La España de la «efebofobia»

No podemos permitirnos desatender a los jóvenes durante más tiempo o seremos una sociedad sin futuro

A las ancianas las mataban de un hachazo en la cabeza y a los ancianos se les forzaba a huir de la aldea y no regresar jamás. La tribu indígena de los aché, al este de Paraguay, tenía un modo en exceso agresivo de tratar a sus mayores. No era la única. La antropología ha recabado suficientes ejemplos de comunidades con métodos más que dudosos de convivencia con la vejez, como los Kualong, en Papúa Nueva Guinea, o los «chukchi» en el Ártico, que llegaban a alentar el suicidio esgrimiendo un tentador paraíso en el más allá. Por suerte, estas costumbres ni han sido ni son mayoritarias y las gerontocracias, con sus comités de sabios y ese plus que siempre aporta la experiencia, han predominado a lo largo de la historia. Es más, la forma en que una sociedad atiende a sus mayores es un marcador infalible de avance y desarrollo, como también debería serlo el modo en que se cuida a los más jóvenes.

La advertencia que la OCDE ha hecho a España esta semana ha resultado dramáticamente reveladora: el 28 por ciento de los españoles entre 25 y 34 años no ha terminado el Bachillerato ni la FP, el porcentaje más alto de la Unión Europea.

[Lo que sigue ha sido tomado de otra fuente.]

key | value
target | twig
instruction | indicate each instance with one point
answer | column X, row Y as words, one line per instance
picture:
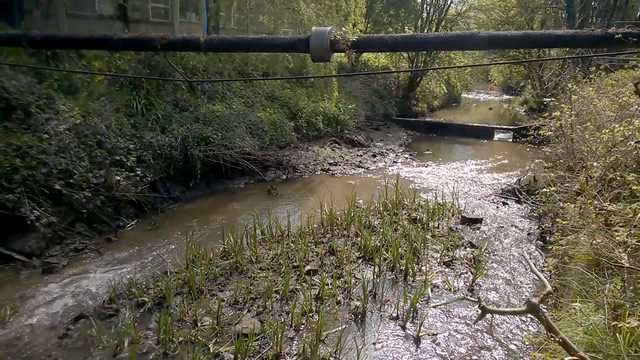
column 621, row 265
column 532, row 307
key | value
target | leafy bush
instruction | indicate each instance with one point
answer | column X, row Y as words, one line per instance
column 86, row 148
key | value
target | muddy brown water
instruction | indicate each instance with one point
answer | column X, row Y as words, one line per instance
column 483, row 108
column 475, row 170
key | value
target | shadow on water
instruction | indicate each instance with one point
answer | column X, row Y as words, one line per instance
column 474, row 169
column 482, row 108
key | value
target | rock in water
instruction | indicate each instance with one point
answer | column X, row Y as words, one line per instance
column 471, row 220
column 248, row 325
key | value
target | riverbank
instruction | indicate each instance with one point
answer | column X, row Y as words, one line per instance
column 470, row 171
column 365, row 147
column 85, row 156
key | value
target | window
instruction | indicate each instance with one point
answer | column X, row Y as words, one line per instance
column 190, row 10
column 160, row 10
column 83, row 6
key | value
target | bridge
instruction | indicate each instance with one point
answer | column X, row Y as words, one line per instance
column 452, row 128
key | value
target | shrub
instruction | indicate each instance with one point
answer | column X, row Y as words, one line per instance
column 592, row 207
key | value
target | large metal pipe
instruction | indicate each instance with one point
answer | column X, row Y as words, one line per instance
column 611, row 39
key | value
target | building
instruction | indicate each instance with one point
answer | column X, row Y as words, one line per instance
column 176, row 17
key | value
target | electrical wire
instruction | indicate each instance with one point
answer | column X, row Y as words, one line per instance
column 316, row 76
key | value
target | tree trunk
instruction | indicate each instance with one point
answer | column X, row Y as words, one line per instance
column 584, row 14
column 404, row 105
column 570, row 13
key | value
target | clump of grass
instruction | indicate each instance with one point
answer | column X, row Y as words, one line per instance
column 295, row 275
column 243, row 345
column 6, row 313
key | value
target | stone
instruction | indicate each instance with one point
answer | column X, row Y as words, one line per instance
column 49, row 269
column 248, row 325
column 471, row 220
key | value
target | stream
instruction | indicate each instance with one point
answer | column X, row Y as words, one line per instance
column 475, row 170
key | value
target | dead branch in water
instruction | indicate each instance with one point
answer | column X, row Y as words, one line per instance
column 532, row 307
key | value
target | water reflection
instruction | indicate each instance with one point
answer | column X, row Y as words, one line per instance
column 482, row 108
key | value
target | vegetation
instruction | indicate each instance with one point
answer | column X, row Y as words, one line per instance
column 592, row 209
column 91, row 149
column 270, row 288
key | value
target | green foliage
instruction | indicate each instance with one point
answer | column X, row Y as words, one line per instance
column 592, row 205
column 89, row 144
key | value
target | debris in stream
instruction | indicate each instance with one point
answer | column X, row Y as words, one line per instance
column 467, row 219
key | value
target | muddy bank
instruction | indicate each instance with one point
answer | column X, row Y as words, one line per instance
column 366, row 147
column 41, row 307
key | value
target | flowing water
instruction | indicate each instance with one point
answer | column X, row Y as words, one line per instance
column 474, row 169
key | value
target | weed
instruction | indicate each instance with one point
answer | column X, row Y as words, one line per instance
column 243, row 345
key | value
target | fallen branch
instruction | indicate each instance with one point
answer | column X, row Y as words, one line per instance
column 532, row 307
column 13, row 255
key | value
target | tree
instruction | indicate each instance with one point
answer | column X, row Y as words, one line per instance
column 410, row 16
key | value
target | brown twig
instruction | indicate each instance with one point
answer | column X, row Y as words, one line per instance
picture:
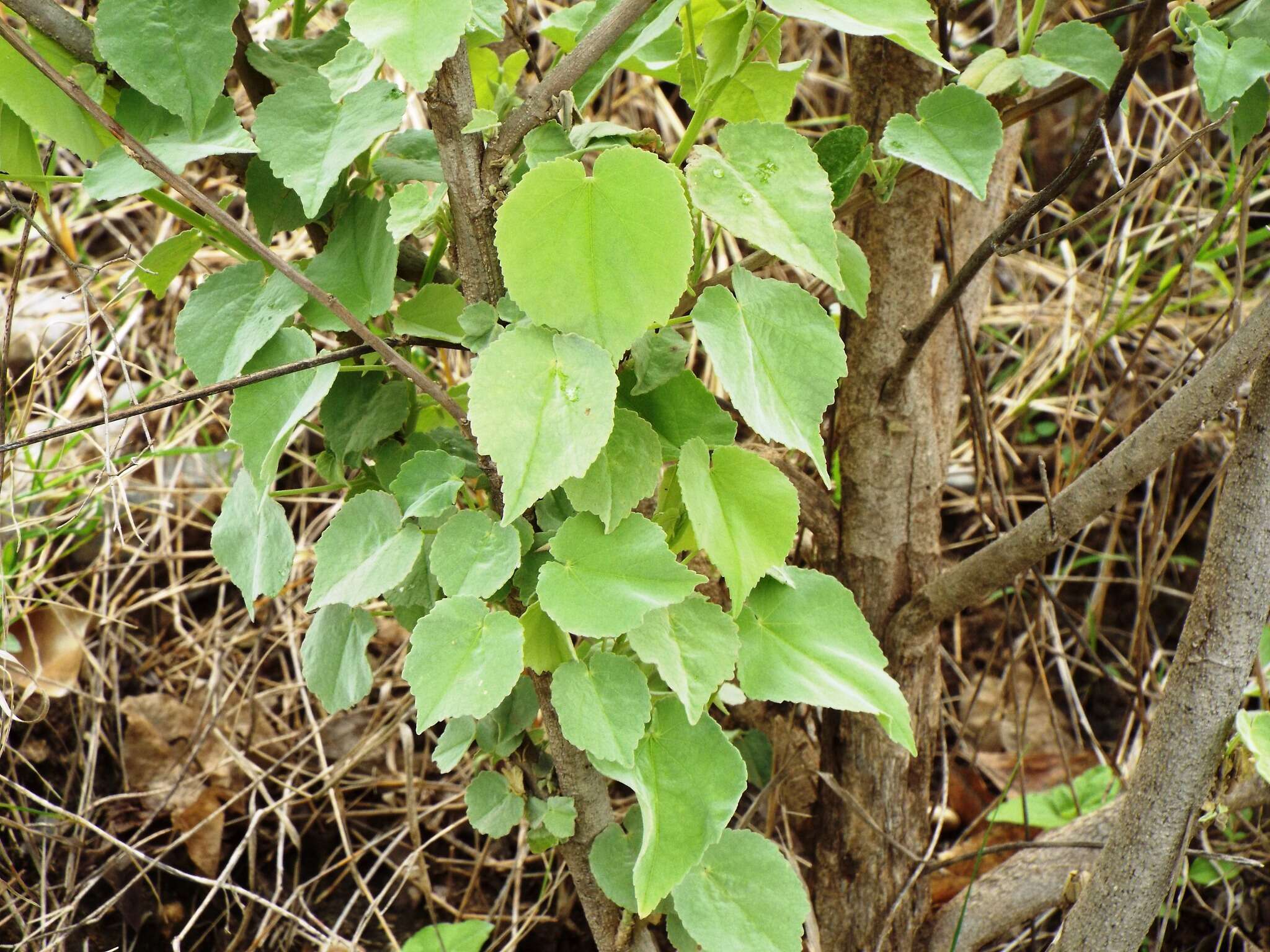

No es que sorprenda el pésimo resultado, ya recurrente en las clasificaciones internacionales en educación, pero impresiona por la rotundidad del primer puesto. Si ese dato se combina, además, con el del desempleo juvenil, el 29,6 por ciento de menores de 25 años está en paro (los peores de la UE, otra vez), el retrato sociológico que se dibuja invita al desasosiego. Y las consecuencias en forma de riesgos de exclusión, incapacidad para disponer de herramientas con las que manejarse en la vida adulta o dificultad para acceder a empleos de calidad configuran a nuestro país como una especie de reino de la «efebofobia» en el que se ignoran sistemáticamente todas las señales de peligro que la estadística se empeña en enviar.

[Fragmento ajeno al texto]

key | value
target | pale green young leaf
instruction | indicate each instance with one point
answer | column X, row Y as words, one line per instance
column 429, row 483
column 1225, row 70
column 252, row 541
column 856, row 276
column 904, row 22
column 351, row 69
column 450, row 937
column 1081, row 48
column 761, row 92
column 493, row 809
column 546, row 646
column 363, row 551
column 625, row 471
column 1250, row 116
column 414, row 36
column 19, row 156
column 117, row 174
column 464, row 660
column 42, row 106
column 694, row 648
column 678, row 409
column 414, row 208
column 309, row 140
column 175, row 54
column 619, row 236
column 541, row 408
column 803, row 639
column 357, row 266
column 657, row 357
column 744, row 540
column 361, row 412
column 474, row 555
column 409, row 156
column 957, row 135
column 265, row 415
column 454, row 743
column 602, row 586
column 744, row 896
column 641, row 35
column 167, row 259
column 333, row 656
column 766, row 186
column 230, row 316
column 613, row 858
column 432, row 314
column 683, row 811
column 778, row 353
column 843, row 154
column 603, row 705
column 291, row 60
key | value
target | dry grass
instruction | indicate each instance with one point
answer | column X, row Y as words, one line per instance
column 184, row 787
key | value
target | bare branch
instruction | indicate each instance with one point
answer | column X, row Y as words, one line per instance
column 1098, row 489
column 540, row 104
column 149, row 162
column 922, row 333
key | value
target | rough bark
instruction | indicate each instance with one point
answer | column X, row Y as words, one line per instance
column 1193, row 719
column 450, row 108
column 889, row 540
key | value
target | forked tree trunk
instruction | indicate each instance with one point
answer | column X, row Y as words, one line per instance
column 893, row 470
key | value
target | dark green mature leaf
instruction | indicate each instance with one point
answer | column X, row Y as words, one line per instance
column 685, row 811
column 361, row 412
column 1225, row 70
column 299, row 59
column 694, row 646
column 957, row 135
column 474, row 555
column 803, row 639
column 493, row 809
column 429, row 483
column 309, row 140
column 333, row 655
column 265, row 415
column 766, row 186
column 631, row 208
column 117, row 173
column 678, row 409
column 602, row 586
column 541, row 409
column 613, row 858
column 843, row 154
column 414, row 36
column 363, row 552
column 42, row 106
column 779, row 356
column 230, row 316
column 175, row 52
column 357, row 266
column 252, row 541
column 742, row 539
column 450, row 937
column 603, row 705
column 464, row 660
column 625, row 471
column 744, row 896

Y el proyecto de Presupuestos de 2023 ha vuelto a refrendar ese olvido. El gasto destinado a la juventud aumenta en 1.500 millones frente a la subida de las pensiones, por ejemplo, que se cifra en 19.000, ampliando así la brecha intergeneracional que convierte a nuestra maltrecha pirámide invertida en una acechante bomba de relojería social. Debemos sentirnos satisfechos, desde luego, del cuidado a los mayores, como reconocimiento al ayer que representan, y también de la atención que se presta a la mediana edad, al grupo más activo que sostiene el hoy, pero no podemos permitirnos desatender a los jóvenes durante más tiempo o seremos una sociedad sin futuro, comportándonos como una tribu suicida abocada a perder el mañana. Una verdadera anomalía antropológica.